Department Chair or Program Director

Liss, Miriam

First Advisor

Liss, Miriam

Second Advisor

Palmwood, Erin

Third Advisor

Leppanen, Marcus

Major or Concentration



This study explored the relationship between self-diagnosis, social media exposure, and how individuals interpret a diagnostic label. Different attitudes toward one’s diagnosis impact an individual’s attitudes toward therapy, compliance with care, and general psychological well-being.

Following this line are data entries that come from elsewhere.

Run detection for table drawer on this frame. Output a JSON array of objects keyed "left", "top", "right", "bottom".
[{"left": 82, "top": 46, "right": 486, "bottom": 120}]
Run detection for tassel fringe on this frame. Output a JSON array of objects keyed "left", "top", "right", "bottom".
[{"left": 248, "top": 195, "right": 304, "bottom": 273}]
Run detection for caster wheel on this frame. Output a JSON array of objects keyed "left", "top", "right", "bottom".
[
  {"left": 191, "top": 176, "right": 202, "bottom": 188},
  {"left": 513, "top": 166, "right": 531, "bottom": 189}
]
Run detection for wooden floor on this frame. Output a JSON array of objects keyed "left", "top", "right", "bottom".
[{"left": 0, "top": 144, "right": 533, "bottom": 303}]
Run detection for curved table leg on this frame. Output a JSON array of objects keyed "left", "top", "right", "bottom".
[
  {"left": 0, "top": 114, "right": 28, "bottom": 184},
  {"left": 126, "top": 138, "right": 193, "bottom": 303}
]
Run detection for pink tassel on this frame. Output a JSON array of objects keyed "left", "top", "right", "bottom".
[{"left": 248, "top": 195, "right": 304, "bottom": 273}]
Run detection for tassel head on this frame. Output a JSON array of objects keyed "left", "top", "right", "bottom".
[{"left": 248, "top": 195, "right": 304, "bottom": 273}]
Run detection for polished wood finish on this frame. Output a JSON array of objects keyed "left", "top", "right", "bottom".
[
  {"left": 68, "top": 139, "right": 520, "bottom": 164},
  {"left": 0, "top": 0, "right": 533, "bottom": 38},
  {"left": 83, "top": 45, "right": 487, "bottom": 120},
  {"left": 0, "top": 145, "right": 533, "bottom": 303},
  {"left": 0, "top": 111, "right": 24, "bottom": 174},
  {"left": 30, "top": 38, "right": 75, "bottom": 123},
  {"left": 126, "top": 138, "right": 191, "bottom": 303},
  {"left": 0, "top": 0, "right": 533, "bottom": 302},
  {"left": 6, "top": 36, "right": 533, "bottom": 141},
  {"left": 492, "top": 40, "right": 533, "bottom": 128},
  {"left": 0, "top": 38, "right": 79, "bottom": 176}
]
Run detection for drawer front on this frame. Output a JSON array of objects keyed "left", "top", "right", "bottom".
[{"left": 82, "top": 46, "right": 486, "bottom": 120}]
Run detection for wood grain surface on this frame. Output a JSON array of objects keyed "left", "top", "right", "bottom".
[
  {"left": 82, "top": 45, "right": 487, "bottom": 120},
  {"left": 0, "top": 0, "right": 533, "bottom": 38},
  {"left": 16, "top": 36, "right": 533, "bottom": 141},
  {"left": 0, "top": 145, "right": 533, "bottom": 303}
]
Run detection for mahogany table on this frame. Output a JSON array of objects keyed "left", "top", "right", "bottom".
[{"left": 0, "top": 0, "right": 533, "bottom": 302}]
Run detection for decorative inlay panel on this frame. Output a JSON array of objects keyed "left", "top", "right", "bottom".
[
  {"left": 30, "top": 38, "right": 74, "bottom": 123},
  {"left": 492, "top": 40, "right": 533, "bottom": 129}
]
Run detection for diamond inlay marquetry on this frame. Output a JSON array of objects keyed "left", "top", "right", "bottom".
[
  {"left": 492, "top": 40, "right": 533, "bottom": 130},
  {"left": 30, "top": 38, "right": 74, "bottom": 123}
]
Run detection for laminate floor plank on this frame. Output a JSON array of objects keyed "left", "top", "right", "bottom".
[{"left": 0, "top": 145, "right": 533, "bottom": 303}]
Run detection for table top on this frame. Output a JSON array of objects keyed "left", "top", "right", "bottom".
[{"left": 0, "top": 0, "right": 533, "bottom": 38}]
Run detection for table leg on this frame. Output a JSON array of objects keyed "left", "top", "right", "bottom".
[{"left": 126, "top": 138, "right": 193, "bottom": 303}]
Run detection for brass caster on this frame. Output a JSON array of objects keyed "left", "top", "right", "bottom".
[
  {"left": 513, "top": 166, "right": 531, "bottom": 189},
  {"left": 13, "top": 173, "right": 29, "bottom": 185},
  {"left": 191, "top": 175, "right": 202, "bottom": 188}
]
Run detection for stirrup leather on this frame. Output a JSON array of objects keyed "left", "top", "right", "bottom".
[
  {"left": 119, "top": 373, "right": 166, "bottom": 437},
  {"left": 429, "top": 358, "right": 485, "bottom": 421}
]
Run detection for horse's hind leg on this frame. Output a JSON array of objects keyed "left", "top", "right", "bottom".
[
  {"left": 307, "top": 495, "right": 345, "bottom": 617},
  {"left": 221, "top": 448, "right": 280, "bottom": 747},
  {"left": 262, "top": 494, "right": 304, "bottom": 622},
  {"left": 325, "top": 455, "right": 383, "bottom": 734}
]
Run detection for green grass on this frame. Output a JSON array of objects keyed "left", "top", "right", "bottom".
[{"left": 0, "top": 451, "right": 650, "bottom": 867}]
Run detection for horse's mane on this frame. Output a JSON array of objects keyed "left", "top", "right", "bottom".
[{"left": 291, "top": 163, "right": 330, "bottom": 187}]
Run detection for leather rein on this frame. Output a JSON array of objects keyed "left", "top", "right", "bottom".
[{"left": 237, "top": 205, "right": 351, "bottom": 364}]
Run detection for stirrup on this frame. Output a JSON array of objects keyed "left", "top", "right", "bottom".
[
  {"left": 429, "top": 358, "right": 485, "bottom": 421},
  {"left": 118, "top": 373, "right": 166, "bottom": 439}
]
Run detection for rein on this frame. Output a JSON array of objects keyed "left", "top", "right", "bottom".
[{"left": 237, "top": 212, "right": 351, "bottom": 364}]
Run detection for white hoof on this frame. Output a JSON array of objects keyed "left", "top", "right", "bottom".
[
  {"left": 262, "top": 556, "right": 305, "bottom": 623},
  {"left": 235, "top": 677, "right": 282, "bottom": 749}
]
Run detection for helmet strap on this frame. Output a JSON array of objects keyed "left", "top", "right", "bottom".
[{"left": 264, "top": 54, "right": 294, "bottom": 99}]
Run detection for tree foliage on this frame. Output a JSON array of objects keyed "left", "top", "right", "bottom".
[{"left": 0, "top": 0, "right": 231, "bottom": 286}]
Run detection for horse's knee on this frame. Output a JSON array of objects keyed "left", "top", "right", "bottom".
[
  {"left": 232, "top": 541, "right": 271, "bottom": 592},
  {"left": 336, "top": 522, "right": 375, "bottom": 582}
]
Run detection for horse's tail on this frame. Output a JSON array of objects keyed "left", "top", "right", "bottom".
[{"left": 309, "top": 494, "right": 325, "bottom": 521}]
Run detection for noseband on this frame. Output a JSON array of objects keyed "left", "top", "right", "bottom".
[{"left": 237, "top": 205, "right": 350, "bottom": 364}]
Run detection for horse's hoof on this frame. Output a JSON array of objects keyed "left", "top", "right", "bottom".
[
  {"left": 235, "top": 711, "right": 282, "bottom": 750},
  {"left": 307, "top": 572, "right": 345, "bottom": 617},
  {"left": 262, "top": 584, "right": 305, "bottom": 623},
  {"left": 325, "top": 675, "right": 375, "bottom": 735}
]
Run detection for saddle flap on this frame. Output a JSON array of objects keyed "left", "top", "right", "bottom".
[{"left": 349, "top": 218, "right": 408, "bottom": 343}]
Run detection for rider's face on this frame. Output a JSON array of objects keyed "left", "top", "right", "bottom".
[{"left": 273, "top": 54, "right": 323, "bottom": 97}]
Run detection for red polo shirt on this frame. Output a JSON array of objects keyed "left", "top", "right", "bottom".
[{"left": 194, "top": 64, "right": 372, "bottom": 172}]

One such attitude is over-identification, how attached an individual is to their diagnostic label and how they see a diagnosis as a part of themselves, as this could have implications for their self-concept and attitudes toward therapy. We will ask the following questions: Firstly, do individuals with different diagnoses show meaningfully different levels of attachment to their diagnosis? Secondly, do individuals vary in their social media usage by diagnosis? What variables can predict higher levels of this attachment to a diagnosis? Finally, how does an individual’s attitude toward their diagnosis relate to clinical outcomes such as self-efficacy for personal recovery? A cross-sectional survey data collection was performed to answer these questions. Individuals with Autism Spectrum Disorder (ASD) and Attention Deficit/Hyperactivity Disorder (ADHD) had significantly higher levels of over-identification. There were no differences in social media use. Having a self-diagnosis, having a weaker sense of self, and social media use all predicted more over-identification. Findings indicate that over-identification has complex and contradictory effects in the context of both functional and dysfunctional coping attitudes, with no clear beneficial or detrimental consequences.